Después entró Bermúdez, indignado, diciendo que se las pagarían, que a él nadie lo saca del medio. Que tenía bien ganado su lugar. El silencio se derramaba pesado. Hoy no hay laburo, le dijo, si querés andate, te llamo cuando arregle todo. Pero un murmullo denso empezó a tomar cuerpo desde el estacionamiento; reconoció el trajinar apresurado, las puertas de los autos abriéndose, los gritos enérgicos.

Un desconocido que abrió la puerta del cuarto con una patada, que no saludó, ni se cuadró ante Bermúdez, traía unas cajas de vinos, lo seguía otro que procedió igual.

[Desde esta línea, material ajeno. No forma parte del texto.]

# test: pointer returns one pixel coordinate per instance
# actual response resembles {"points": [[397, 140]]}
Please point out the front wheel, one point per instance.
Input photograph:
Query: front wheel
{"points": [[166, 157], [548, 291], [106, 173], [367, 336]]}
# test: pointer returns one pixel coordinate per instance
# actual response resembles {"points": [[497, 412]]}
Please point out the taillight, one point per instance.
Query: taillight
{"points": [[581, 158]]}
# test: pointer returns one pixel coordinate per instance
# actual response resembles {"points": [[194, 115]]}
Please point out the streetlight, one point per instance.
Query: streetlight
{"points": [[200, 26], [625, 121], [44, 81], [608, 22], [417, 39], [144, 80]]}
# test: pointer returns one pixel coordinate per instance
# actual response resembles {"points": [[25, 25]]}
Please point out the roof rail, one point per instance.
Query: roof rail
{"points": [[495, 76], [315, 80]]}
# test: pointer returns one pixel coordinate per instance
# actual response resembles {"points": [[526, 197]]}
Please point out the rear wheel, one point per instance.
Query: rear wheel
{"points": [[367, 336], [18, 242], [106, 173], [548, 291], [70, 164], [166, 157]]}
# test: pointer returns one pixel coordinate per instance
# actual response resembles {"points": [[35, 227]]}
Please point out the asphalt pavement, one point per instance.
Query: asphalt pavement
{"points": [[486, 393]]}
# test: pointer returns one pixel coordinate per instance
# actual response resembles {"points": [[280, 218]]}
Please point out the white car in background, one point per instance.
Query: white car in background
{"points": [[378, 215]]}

El que parecía el jefe los saludó con desdén. En ese momento sonó el teléfono del despacho que había permanecido cerrado toda la tarde. ¡No me llames aquí!, gritó exasperado. ¿Para qué me diste el número? preguntó ella.  Está bien, pero no exageres, es mi trabajo, no conviene que me molestes, volvió a insistir, ya más calmo. Después se dulcificó. Falta poco Negrita, mañana nos vemos. Ayer dijiste lo mismo, y no viniste, estuve hasta tarde, cerré el puesto y me quedé en la esquina esperando, pasó el auto que te trae siempre, el señor ese que va con vos, me saludó. El miró a Bermúdez, justo cuando sacaba un vino de una caja, uno de los que la había dejado sobre la mesa, le detuvo la acción con un revólver que llevaba en la mano, y le echó una mirada rotunda.
 
Bermúdez salió del cuarto sin hablar, y los otros se quedaron. Por la escalera subían a los que habían traído esa noche. ¡Esta noche pura joda! Gritó uno de los nuevos, mientras se secaba la boca después de tomar vino de la botella.

Él se echó a correr, y ganó la calle. El chirriar de gomas de los autos, gritos, sirenas, portazos, y ese olor… ese olor, y ese temblor exasperante de los miembros y el cuerpo estremecido. La ternura de su madre, la frialdad de esa tumba, y las caricias de la Negrita que es una piba decente como dice Bermúdez, pero que no logra con el aroma dulce de su piel, borrarle el acre del horror.